Indeed, we may have sparked a new international arms race as countries move ahead to develop WMD as a last ditch attempt to ward off a possible preemptive strike from a newly belligerent U.S. which claims the right to hit where it wants. In fact, there is little to constrain this President. This Congress, in what will go down in history as its most unfortunate act, gave away its power to declare war for the foreseeable future and empowered this President to wage war at will.
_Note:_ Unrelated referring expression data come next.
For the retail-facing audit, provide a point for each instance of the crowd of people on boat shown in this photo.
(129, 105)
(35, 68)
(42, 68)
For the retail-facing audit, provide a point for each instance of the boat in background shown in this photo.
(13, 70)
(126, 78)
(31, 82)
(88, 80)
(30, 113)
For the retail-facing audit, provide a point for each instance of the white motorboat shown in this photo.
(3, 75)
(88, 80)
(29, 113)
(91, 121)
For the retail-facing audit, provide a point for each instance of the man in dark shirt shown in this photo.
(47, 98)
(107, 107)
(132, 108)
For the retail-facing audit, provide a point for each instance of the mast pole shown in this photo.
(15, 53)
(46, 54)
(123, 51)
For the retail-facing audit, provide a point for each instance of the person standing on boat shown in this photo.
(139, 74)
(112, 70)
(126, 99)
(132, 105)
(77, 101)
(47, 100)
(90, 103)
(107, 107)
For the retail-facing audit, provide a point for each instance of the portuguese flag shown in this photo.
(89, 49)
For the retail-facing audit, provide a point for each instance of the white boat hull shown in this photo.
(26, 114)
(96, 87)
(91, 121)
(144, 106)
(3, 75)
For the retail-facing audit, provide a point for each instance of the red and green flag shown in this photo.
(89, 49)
As if that were not bad enough, members of Congress are reluctant to ask questions which are begging to be asked. How long will we occupy Iraq? We have already heard disputes on the numbers of troops which will be needed to retain order. What is the truth? How costly will the occupation and rebuilding be? No one has given a straight answer. How will we afford this long-term massive commitment, fight terrorism at home, address a serious crisis in domestic healthcare, afford behemoth military spending and give away billions in tax cuts amidst a deficit which has climbed to over $340 billion for this year alone? If the President's tax cut passes it will be $400 billion. We cower in the shadows while false statements proliferate. We accept soft answers and shaky explanations because to demand the truth is hard, or unpopular, or may be politically costly.
But, I contend that, through it all, the people know. The American people unfortunately are used to political shading, spin, and the usual chicanery they hear from public officials. They patiently tolerate it up to a point. But there is a line. It may seem to be drawn in invisible ink for a time, but eventually it will appear in dark colors, tinged with anger. When it comes to shedding American blood - - when it comes to wrecking havoc on civilians, on innocent men, women, and children, callous dissembling is not acceptable. Nothing is worth that kind of lie - - not oil, not revenge, not reelection, not somebody's grand pipedream of a democratic domino theory.
And mark my words, the calculated intimidation which we see so often of late by the "powers that be" will only keep the loyal opposition quiet for just so long. Because eventually, like it always does, the truth will emerge. And when it does, this house of cards, built of deceit, will fall.
And SDW I'm not the only one to post this over the years.
But of course you natural filter would obscure it from view.http://www.wagingpeace.org/articles/...unprovoked.htm
And the house of cards did fall didn't it.